In this section, we will talk about how we go from modeling brain responses in each voxel for a single participant to making inferences about our group

For a more in depth overview, I encourage you to watch these short videos by Tor Wager & Martin Lindquist.


Let’s first import the python modules we will need for this tutorial.

%matplotlib inline

import os
import glob
import numpy as np
import pandas as pd
import matplotlib.pyplot as plt
import seaborn as sns
from nltools.stats import regress, zscore
from import Brain_Data, Design_Matrix
from nltools.stats import regress 
from nltools.external import glover_hrf
from scipy.stats import ttest_1samp

netid = 'f00275v'
output_dir = '/dartfs/rc/lab/P/Psych60/students_output/%s' % netid
data_dir = '/dartfs/rc/lab/P/Psych60/data/brainomics_data/'

Hierarchical Data Structure

We can think of the data as being organized into a hierarchical structure. For each brain, we are measuring BOLD activity in hundreds of thousands of cubic voxels sampled at about 0.5Hz (i.e., TR=2s). Our experimental task will have many different trials for each condition (seconds), and these trials may be spread across multiple scanning runs (minutes), or entire scanning sessions (hours). We are ultimately interested in modeling all of these different scales of data to make an inference about the function of a particular region of the brain across the group of participants we sampled, which we would hope will generalize to the broader population.

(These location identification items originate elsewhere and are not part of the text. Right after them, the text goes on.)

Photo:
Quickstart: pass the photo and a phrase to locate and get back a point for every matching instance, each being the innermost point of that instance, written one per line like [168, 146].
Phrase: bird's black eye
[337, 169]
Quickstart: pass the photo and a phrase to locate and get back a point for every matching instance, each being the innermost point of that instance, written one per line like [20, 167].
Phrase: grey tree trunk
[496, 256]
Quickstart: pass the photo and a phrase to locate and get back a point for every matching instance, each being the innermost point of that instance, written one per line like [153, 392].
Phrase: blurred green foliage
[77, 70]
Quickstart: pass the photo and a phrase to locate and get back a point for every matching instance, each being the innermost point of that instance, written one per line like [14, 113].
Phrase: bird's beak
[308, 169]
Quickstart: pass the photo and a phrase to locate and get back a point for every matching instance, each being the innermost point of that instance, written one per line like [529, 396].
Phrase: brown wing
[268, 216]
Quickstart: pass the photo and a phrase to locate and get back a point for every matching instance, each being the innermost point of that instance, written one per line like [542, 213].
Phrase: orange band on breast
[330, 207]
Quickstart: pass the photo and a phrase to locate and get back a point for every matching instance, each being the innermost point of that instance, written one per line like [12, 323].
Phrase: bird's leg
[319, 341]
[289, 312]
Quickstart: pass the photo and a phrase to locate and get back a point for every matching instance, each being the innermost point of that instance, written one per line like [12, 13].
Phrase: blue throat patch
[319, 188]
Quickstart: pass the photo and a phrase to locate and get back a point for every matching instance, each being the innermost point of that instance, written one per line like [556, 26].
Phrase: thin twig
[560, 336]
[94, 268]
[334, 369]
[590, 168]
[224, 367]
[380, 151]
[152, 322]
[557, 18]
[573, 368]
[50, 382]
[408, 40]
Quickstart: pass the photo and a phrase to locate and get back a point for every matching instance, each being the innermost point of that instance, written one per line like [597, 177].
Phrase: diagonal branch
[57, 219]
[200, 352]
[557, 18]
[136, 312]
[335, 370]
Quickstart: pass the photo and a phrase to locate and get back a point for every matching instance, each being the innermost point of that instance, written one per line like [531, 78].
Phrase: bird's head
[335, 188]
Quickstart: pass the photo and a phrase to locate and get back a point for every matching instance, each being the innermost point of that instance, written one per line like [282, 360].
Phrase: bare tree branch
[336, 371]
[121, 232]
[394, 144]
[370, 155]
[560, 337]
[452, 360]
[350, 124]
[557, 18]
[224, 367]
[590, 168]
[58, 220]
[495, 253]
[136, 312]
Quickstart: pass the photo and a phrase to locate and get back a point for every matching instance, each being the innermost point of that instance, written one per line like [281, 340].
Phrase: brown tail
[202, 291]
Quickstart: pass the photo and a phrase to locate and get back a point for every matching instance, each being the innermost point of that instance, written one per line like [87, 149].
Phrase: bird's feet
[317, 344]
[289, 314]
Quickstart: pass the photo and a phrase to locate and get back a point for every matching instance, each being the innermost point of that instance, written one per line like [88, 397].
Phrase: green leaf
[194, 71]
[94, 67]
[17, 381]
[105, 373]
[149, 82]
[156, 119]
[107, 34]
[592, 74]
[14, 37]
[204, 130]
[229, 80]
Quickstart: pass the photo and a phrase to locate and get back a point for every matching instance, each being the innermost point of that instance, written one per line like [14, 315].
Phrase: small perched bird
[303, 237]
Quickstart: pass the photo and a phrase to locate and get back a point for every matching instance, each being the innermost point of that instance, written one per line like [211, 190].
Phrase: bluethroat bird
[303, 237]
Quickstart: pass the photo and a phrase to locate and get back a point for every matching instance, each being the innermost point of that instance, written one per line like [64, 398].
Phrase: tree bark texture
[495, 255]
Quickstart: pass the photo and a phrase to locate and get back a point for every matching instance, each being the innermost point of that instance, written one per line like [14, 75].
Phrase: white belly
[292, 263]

In the past few notebooks, we have explored how to preprocess the data to reduce noise and enhance our signal and also how we can estimate responses in each voxel to specific conditions within a single participant based on convolving our experimental design with a canonical hemodynamic response function (HRF). Here we will discuss how we combine these brain responses estimated at the first-level in a second-level model to make inferences about the group.

Modeling Mixed Effects

Most of the statistics we have discussed to this point have assumed that the data we are trying to model are drawn from an identical distribution and that they are independent of each other. For example, each group of participants that complete each version of our experiment are assumed to be random sample of the larger population. However, if there was some type of systematic bias in our sampling strategy, our group level statistics would not necessarily reflect a random draw from the population-level Gaussian distribution. However, as should already be clear from the graphical depiction of the hierarchical structure of our data above, our data are not always independent. For example, we briefly discussed this in the GLM notebook, but voxel responses within the same participant are not necessarily independent as there appears to be a small amount of autocorrelation in the BOLD response. This requires whitening the data to meet the independence assumption. What is clear from the hierarchy is that all of the data measured from one participant are likely to be more similar to each other than another participant. In fact, it is almost always the case that the variance within a subject $\sigma_{within}^2$ is almost always smaller than the variance across participants $\sigma_{between}^2$. If we combined all of the data from all participants and treated them as if they were independent, we would likely have an inflated view of the group effect (this was historically referred to as a “fixed effects group analysis”).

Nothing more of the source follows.